The other day I heard a news analyst say the regulations that are currently being written for the enforcement of the Affordable Care Act (commonly called ObamaCare) are at 17,000 pages and counting. I do not know if that is correct or not, but we do know that the regulations for ObamaCare are in the process of being formulated and are expected to be very detailed and complex. I do not mean to pick on ObamaCare, but the growing regulations that hospitals, doctors, nurses, drug companies, medical equipment companies, insurance companies, and patients must try to understand and abide by is an example of the seemingly incurable epidemic among people in positions of authority and power in all venues of life to make life more complicated.

I don't know what happens to the common people who are elected to the United States House or Senate or to their appointed aides. Working in Washington does something to them. Many of them seem to abandon the roots from where they came and take up the very Washington practices they promised to change. The same is frequently true of those people elected to state, county, and even town offices. And for that matter, it happens to people who are elected or promoted to positions of authority in organizations, athletic associations, homeowners' associations, companies, and so forth.

From the perspective of an ordinary citizen, the more complicated the rules get the more likely we are to ignore them, not with the intention of being bad citizens, but just because it is a little like the manual to our car--all the rules and regulations are just too complex to understand and take forever to read. So, in many instances, I just use common sense instead of reading the entirety of the laws, rules, regulations, manuals, and so forth, resulting in my failure to abide with some of the fine print.

I live in a subdivision. We are officially governed by a thirty-five page document in small print drawn up by lawyers, being certain to abide by the laws and regulations applying to every aspect of the subdivision and filed with the county when the subdivision was first developed. It is very complex and, having been written in "legal-ease," is next to impossible for the common person to "wade through" and understand.

We have a homeowners' association, as do most subdivisions, and we regularly elect a board of trustees responsible for managing the affairs of the association. Our board did a very practical thing. It published a small, ten-page, pocket-size Homeowners' Manual that summarizes in laymen's language the important things we all need to be aware of.

It really would be great if governments, organizations, associations, companies, or what have you would just keep things simple so we could truly understand what is expected of us. All of us would be so much more likely to abide by the rules, regulation, and laws, and to get along better with each other.

Getting back to the telephone repair man and the company he works for, I really appreciated the rules and his following them: he called me first thing in the morning and told me approximately when he would be there instead of telling me it would be sometime between 8:00 a.m. and noon; he did not park in the driveway blocking our garage, so my wife was able to get the car out; he did not track-in dirt, salt, and wet from the snow that we would have to clean up; and I did not have to ponder if I should tip him because he made it clear that the rules prohibited him from taking anything from the house that was not company property.

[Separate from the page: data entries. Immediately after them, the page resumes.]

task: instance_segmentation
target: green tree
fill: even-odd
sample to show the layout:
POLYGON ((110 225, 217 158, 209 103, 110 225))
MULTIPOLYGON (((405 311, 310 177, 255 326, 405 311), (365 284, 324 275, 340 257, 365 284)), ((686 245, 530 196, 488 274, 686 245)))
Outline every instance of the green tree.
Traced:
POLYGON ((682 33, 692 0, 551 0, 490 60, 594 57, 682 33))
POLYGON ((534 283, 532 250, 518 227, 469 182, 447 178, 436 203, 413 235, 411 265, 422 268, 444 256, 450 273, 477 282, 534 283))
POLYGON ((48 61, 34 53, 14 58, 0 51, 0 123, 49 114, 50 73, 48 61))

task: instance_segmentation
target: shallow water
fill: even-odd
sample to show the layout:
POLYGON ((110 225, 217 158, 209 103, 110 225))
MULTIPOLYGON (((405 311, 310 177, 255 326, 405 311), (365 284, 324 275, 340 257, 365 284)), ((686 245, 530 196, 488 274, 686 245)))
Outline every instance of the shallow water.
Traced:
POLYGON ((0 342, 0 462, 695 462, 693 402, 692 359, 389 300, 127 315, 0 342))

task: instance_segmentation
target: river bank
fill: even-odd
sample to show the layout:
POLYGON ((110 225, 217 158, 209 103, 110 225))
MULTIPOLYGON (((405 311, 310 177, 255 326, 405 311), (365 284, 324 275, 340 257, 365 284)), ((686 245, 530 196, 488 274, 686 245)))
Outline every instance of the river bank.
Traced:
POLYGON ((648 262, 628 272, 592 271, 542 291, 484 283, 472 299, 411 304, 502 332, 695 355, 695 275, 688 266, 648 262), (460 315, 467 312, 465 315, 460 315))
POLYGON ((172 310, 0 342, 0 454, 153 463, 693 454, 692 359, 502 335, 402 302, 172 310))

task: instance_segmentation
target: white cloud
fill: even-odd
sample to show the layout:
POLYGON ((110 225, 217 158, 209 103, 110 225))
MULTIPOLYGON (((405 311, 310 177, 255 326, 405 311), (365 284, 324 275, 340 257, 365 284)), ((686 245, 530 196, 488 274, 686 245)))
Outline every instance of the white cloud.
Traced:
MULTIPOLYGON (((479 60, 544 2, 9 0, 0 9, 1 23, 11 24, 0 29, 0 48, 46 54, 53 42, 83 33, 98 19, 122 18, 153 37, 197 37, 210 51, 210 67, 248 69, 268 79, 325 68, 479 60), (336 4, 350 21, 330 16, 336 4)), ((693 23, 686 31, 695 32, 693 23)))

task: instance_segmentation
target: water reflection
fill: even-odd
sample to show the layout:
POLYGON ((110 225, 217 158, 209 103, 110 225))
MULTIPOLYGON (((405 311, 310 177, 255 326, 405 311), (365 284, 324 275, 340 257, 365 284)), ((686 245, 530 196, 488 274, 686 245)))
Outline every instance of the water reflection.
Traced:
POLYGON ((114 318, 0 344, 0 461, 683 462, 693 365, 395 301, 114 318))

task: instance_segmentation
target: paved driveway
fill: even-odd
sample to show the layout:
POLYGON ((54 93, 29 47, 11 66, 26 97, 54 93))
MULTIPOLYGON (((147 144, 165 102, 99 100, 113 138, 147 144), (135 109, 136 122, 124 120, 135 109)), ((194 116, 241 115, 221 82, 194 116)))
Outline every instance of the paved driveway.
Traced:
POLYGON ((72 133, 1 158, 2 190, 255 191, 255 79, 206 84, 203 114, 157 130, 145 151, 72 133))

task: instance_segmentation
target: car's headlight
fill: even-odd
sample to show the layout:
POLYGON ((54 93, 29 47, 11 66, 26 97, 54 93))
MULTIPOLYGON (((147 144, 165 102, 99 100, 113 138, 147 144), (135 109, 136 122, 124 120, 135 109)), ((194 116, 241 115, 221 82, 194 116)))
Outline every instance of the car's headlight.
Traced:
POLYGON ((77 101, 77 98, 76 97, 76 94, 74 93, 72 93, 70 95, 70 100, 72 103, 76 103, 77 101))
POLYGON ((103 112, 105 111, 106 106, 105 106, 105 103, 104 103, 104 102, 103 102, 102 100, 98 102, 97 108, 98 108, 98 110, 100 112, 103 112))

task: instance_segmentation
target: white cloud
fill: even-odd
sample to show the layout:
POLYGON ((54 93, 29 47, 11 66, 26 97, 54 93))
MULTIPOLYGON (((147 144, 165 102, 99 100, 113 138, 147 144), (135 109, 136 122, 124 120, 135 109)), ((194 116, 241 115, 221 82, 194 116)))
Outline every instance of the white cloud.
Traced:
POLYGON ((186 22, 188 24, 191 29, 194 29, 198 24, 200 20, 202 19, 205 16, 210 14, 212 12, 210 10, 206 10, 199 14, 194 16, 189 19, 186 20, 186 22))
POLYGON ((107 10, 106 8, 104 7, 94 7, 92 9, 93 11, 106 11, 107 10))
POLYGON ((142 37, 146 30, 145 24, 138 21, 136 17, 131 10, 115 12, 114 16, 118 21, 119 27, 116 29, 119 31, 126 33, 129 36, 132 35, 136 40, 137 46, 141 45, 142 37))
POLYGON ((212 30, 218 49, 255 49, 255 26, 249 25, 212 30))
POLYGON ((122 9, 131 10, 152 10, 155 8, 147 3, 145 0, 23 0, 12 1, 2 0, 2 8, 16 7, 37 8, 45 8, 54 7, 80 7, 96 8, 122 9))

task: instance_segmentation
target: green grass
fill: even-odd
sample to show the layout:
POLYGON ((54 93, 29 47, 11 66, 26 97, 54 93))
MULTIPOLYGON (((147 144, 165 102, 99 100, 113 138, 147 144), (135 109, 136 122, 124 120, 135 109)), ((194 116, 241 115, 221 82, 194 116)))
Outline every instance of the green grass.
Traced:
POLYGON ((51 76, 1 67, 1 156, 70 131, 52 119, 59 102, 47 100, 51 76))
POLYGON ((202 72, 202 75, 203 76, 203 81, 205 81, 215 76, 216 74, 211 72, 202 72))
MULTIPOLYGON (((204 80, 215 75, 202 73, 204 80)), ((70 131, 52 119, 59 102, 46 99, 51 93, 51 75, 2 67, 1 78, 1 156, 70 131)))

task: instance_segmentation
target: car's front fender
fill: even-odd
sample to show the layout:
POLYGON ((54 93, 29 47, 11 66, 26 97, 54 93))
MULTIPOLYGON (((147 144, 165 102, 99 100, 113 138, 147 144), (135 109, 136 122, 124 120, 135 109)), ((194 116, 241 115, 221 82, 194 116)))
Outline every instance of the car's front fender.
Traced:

I am grateful that the telephone repair man was very careful to abide by the employee handbook. And I'm grateful for the company rules. They showed respect for me, the customer. And they made it easier for the repairman to answer my questions. Many employees of companies are not so diligent--not necessarily because they set out to be bad employees, but because the rules are too voluminous and complex to read, understand, and remember.

Rules and regulation in and of themselves are not bad. They are prepared out of respect for one another, providing codes of behavior that help us understand how we can live together and get along better with each other. Yes--we need laws, rules, and regulations--but let's keep them simple and to the point, written in terms we can understand, so we are more likely to abide by them!